Developing an Experimental Predictive Framework for Climate Regime Shifts and Their Impacts Within a 2-20 Year Outlook Window
Dr. Michael Alexander | NOAA/ERSL/PSD
The aim of this work is to enhance the ability to understand, assess and predict decadal-scale climate variations and related regime shifts, with a longer-term goal of applying this framework to gauging related climate impacts upon natural resource management.
Predicting decadal climatic events and their impacts remains a challenge. Numerous uncertainties in climate systems exist that have yet to be adequately assessed. The short observational record limits understanding of hydrological and ecological system responses to both amplitude and sequencing of climate events over decades. National Center for Atmospheric Research’s (NCAR) large ensembles of coupled climate models (most recently, the Community Earth System Model, version 1 [CESM1]) allow for better estimation of unpredictable climate noise relative to the climate change signal. A key element of the work will be to demonstrate how such a large number of lengthy climate simulations can be used to quantify predictability of climate regime shifts and uncertainty in regional climate assessments, leading to an actionable 2-20-year outlook.
However, the current generation of coupled climate models is not entirely able to simulate the pattern or time scale of observed large scale decadal variations in the Pacific basin, such as that of the recent regime shift of the Pacific decadal oscillation (PDO) occurring in 1998. This likely limits their use for quantifying related atmospheric and land surface predictability on a 2-20-year time frame, even in the CESM1 large ensemble. On the other hand, an empirical dynamical model called a linear inverse model (LIM) of low-frequency global ocean dynamics can provide better simulation of decadal Pacific variations, both in terms of its statistics of decadal variability, including the pattern, amplitude and frequency of regime shifts, and in terms of initialized decadal forecast skill. However, these models are limited in providing the necessary level of detail for atmospheric and land climate impacts, and can only extrapolate anthropogenic effects. Researchers believe that a combination of the two techniques will provide the best estimate of future potential for climate regime shifts and the related atmospheric response envelope of decadal variability. Therefore, the plan is to develop a hybrid model in which researchers link a Linear Inverse Model (LIM) to an Atmospheric General Circulation Model (AGCM), thereby combining the LIM’s better simulation of oceanic decadal variability with the AGCM’s detailed land and atmosphere simulations and emissions scenario-based projections of anthropogenic climate change. Researchers will first develop the technique by using the CESM1 as a testbed for this approach.

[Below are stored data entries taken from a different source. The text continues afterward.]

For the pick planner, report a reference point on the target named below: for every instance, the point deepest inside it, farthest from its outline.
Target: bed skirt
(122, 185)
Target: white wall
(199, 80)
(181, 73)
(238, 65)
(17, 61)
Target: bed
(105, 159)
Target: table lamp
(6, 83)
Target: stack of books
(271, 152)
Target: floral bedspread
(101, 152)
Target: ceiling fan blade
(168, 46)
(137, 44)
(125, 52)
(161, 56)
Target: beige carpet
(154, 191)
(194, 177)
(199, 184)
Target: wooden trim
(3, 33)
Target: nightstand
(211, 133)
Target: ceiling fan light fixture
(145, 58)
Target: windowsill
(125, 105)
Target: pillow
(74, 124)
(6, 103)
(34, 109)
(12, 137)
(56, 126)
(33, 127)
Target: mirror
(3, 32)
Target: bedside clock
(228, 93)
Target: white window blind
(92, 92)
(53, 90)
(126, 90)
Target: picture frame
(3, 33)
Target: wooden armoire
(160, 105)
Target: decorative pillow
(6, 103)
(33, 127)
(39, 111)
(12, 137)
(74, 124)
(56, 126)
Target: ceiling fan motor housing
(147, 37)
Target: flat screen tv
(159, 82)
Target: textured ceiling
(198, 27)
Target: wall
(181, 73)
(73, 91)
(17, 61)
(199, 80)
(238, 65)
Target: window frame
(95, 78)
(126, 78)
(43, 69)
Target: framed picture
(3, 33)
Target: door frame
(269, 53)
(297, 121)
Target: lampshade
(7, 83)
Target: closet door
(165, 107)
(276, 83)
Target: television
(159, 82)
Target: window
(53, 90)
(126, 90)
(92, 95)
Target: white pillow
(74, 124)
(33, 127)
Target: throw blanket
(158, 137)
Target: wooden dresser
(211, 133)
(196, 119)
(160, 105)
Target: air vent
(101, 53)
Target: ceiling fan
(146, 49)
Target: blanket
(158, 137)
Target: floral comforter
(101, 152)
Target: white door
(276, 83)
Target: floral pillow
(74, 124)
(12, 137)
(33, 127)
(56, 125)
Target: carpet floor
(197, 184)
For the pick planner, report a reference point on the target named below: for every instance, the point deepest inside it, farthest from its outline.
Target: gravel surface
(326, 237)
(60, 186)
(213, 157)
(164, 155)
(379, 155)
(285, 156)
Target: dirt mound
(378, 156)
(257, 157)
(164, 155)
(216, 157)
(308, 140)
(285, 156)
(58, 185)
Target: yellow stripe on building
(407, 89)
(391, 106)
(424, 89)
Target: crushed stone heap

The development of a usable predictive framework to quantify uncertainty in regional assessments on the 2-20-year time frame. This will lead to the ability to insert the full range of low-frequency climate responses into different natural resource models, resulting in probability distributions of ecological impacts on decadal timescales in the presence of climate change. This work will advance the ability to effectively translate climate model predictions and uncertainties into the scientific basis for resource management decisions on decadal scales.